In [1]:
import torch
from torch import nn, optim
import RVQE

In [2]:
torch.set_num_threads(2)

Our goal is to create a RNN or LSTM with roughly 1965 parameters, and compare it in the dna long sequence task implemented within RVQE.

In [3]:
dataset_t = lambda length: RVQE.datasets.all_datasets["dna"](0, num_shards=0, batch_size=16, sentence_length=length)

In [4]:
def count_parameters(model):
    return sum(p.numel() for p in model.parameters() if p.requires_grad)
def to_one_hot(labels, num_classes=2**3):
    return torch.eye(num_classes)[labels]

In [5]:
SEEDS = [9120, 2783, 2057, 6549, 3201, 7063, 5243, 3102, 5303, 5819, 3693, 4884, 2231, 5514, 8850, 6861, 3106, 2378, 8697, 1821, 9480, 8483, 1633, 9678, 6596, 4509, 8618, 9765, 6346, 2969];
LENGTHS = [5, 10, 20, 50, 100, 200, 500, 1000];

# RNN

In [6]:
class SimpleRNN(nn.Module):
    """
        This is a very simplistic RNN setup.
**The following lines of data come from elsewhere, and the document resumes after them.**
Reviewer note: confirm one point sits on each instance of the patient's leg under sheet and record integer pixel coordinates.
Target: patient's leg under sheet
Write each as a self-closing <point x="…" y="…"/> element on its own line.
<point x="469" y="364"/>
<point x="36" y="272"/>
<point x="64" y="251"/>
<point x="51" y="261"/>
We found a single layer performs
        much better than two layers with a smaller hidden size.
        Without doubt one can improve the performance of this model.
        Yet we didn't optimize the QRNN setup for the task at hand either.
    """
    def __init__(self, io_size=2**3, hidden_size=80):
        super().__init__()
        
        self.rnn = nn.RNN(input_size=io_size, hidden_size=hidden_size, num_layers=2, batch_first=True)
        self.lin = nn.Linear(hidden_size, io_size)
        
    def reset(self):
        self.lin.reset_parameters()
        for name, param in self.rnn.named_parameters():
            # give an orthogonal start
            if "weight_hh" in name:
                torch.nn.init.orthogonal_(param.data)
            elif "bias" in name:
                param.data.fill_(0)
            elif "weight_ih" in name:
                torch.nn.init.xavier_uniform_(param.data)
            else:
                raise Exception(f"cannot initialize {name}")
        
    @property
    def num_parameters(self):
        return count_parameters(self.rnn) + count_parameters(self.lin)
        
    def forward(self, sentence):
        rnn_out, _ = self.rnn(sentence)
        return self.lin(rnn_out)

In [7]:
SimpleRNN().num_parameters

20808

In [18]:
results = {}

In [None]:
for length in LENGTHS:
    
    dataset = dataset_t(length)
    print(f"creating RNN with {SimpleRNN().num_parameters} parameters")
    
    criterion = nn.CrossEntropyLoss()
    
    results[length] = results[length] if length in results else []
    
    for seed in SEEDS:
        if seed in [ s for s, _ in results[length] ]:
            continue
            
        torch.manual_seed(seed)
        model = SimpleRNN()
        model.reset()
        optimizer = optim.Adam(model.parameters(), lr=0.01)  # this has been found to converge fastest
        
        for step in range(1, 16 * 1000):  # cap amounts to the same number of samples seen as for qrnn
            sentence, target = dataset.next_batch(0, RVQE.data.TrainingStage.TRAIN)
            
            # transform sentence to one-hot as in the qrnn case
            sentence = to_one_hot(RVQE.data.targets_for_loss(sentence))            
            
            optimizer.zero_grad()
            out = model(sentence.float())
            
            # unlike the qrnn case, we use the entire output as loss
            # this gives the rnn an advantage!
            out = out.transpose(1, 2)
            target = RVQE.data.targets_for_loss(target)
            loss = criterion(out, target)
            
            loss.backward()
            optimizer.step()
            
            if loss < 0.0005:
                results[length].append([seed, step])
                print(f"length {length} converged after {step} steps.")
                break
            
            if step % 500 == 0:
                print(f"{step:06d} {loss:.2e}")
                
        else:
            print(f"length {length} did not converge after step steps.")
            results[length].append([seed, step])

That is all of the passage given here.